I could not follow the question, appreciate a step by step approach on this . Also, can i expect a question of this level of difficulty in the Exam ?

thanks in advance !
Let the 4 numbers be a, b, c and d.
Work from the end of the problem to the beginning.

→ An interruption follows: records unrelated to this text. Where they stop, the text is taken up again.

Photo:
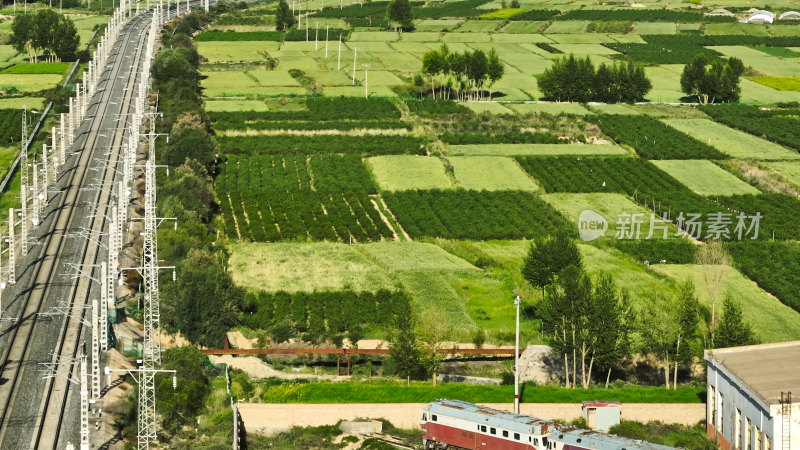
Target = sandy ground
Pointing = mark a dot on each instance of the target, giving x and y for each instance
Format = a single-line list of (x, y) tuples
[(271, 418)]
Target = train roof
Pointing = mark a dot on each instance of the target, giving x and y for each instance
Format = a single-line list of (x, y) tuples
[(491, 417), (601, 441)]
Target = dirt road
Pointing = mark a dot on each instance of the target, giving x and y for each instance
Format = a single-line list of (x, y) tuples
[(270, 418)]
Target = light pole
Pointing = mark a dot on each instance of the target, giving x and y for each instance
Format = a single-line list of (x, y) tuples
[(366, 85), (516, 362)]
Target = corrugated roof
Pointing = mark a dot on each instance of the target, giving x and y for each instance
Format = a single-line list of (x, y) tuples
[(600, 441), (490, 417), (767, 369)]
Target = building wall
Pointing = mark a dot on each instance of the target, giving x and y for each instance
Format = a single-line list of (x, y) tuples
[(731, 401)]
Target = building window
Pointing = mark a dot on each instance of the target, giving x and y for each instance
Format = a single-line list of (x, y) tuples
[(748, 434), (757, 445)]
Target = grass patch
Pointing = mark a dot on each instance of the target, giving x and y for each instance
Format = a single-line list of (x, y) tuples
[(705, 177), (609, 206), (39, 68), (414, 256), (408, 172), (536, 150), (295, 267), (732, 142), (779, 83), (423, 392), (491, 173), (29, 82)]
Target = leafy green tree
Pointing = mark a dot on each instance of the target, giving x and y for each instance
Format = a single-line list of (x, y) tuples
[(548, 257), (406, 356), (688, 318), (284, 19), (399, 12), (179, 406), (733, 330), (495, 69), (657, 328), (613, 324), (718, 82), (207, 303)]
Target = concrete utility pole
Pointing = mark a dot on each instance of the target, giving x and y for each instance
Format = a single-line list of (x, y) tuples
[(516, 362)]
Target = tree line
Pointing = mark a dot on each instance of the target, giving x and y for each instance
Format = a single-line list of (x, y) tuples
[(46, 31), (461, 74), (574, 79), (591, 325)]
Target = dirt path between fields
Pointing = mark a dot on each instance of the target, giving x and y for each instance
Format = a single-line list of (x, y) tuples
[(271, 418)]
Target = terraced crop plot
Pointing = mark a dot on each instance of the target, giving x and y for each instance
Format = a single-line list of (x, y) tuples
[(491, 173), (296, 267), (653, 139), (273, 198), (536, 149), (408, 172), (732, 142), (29, 82), (459, 214), (771, 320), (705, 177), (790, 170)]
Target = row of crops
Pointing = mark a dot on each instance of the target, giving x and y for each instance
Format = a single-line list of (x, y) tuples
[(654, 139), (294, 197), (776, 125), (477, 215), (678, 49), (320, 315)]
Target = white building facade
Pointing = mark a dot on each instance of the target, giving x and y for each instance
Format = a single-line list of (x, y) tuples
[(753, 397)]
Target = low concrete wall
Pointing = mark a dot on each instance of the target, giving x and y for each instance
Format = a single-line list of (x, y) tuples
[(272, 418)]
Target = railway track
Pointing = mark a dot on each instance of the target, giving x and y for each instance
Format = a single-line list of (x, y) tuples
[(33, 408)]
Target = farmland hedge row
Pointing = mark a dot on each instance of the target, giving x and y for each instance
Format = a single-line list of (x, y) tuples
[(509, 137), (272, 197), (321, 108), (680, 49), (370, 145), (221, 122), (321, 315), (771, 264), (636, 15), (654, 139), (465, 8), (779, 126), (478, 215), (434, 108), (536, 14), (674, 251)]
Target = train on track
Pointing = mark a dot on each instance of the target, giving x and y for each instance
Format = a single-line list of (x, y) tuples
[(453, 424)]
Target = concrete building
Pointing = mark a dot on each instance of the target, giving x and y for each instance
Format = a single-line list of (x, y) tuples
[(754, 396)]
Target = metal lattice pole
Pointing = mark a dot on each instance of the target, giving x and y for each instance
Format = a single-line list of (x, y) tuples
[(12, 271), (84, 404)]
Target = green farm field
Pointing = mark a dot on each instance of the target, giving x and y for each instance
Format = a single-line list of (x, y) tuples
[(536, 150), (732, 142), (705, 177)]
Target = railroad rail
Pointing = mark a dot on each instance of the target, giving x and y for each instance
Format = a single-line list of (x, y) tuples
[(33, 408)]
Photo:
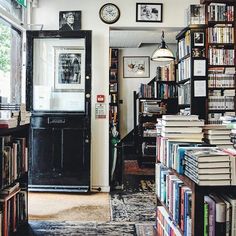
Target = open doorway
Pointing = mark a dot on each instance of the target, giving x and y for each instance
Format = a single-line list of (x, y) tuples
[(139, 44)]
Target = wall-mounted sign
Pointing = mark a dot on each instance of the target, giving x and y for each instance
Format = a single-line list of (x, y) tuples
[(100, 111), (22, 2)]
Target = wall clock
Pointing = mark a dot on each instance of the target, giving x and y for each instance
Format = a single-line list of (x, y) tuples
[(109, 13)]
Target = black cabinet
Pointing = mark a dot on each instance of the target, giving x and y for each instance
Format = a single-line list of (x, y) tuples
[(61, 110)]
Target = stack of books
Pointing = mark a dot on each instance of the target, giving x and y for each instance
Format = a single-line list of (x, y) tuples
[(208, 166), (218, 135), (182, 127)]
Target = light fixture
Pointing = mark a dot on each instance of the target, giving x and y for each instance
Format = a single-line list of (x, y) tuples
[(162, 54)]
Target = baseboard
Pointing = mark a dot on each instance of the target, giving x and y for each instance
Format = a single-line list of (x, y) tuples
[(104, 189)]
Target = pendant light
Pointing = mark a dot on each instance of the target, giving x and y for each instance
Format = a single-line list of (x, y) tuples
[(162, 54)]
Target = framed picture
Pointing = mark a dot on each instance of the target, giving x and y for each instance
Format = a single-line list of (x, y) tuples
[(149, 12), (198, 39), (136, 67), (69, 69), (69, 20)]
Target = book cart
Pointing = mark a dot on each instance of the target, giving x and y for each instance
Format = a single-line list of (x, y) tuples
[(220, 50), (14, 179)]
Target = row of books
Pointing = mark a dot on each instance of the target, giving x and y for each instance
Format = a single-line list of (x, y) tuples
[(13, 159), (220, 12), (223, 34), (184, 45), (220, 214), (184, 69), (184, 93), (221, 56), (209, 166), (221, 102), (172, 192), (214, 118), (166, 73), (164, 91), (13, 210), (221, 81), (164, 225)]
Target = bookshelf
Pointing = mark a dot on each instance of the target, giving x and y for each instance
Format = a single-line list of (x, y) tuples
[(171, 189), (192, 71), (154, 99), (14, 179), (220, 50)]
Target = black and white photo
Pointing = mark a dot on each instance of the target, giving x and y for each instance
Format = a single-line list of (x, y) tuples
[(198, 39), (69, 20), (68, 69), (149, 12)]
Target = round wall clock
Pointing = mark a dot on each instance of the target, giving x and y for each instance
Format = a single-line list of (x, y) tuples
[(109, 13)]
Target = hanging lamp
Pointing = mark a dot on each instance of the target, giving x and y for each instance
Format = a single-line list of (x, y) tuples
[(163, 53)]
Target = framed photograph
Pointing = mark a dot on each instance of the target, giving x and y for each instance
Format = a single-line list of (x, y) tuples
[(198, 39), (136, 67), (149, 12), (70, 20), (69, 69)]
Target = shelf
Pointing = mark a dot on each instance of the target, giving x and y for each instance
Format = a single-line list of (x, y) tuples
[(169, 213), (216, 1), (182, 81)]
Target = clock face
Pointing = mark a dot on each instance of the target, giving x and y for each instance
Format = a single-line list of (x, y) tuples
[(109, 13)]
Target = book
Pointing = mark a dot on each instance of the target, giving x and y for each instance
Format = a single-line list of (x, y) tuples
[(205, 220), (211, 215), (220, 221), (180, 117), (231, 198), (207, 155), (182, 123), (191, 130)]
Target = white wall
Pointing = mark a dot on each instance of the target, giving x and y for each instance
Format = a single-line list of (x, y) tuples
[(47, 14)]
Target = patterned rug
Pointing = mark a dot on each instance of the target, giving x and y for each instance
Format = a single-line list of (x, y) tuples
[(132, 168), (133, 207)]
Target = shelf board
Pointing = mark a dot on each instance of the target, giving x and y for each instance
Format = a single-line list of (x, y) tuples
[(183, 81), (169, 213), (217, 1)]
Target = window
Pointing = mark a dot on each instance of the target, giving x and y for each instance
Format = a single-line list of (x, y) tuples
[(10, 63)]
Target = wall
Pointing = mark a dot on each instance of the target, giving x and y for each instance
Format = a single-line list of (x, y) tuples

The average of the four numbers is 35:
Determine the sum.
a+b+c+d = number*average = 4*35 = 140.

The ratio of the sum of these three numbers to the fourth number is 3:2:
(a+b+c) : d = 3:2.
Since the sum of the parts of this ratio = 3+2 = 5, and a+b+c+d = 140, the multiplier for this ratio = 140/5 = 28.
Thus, (a+b+c) : d = 28(3:2) = 84:56.
Thus, a+b+c = 84 and d=56.

The ratio of the sum of these two numbers to the third number is 4:3:
(a+b) : c = 4:3.
Since the sum of the parts of this ratio = 4+3 = 7, and a+b+c = 84, the multiplier for this ratio = 84/7 = 12.
Thus, (a+b) : c = 12(4:3) = 48:36.
Thus, a+b = 48 and c=36.

Two numbers are in the ratio 1:2:
a:b = 1:2.
Since the sum of the parts of this ratio = 1+2 = 3, and a+b = 48, the multiplier for this ratio = 48/3 = 16.
Thus, a : b = 16(1:2) = 16:32.
Thus, a=16 and b=32.

Thus, the average of the 3 greatest numbers = (b+c+d)/3 = (32+36+56)/3 = 124/3 = 41 1/3.

The correct answer is E.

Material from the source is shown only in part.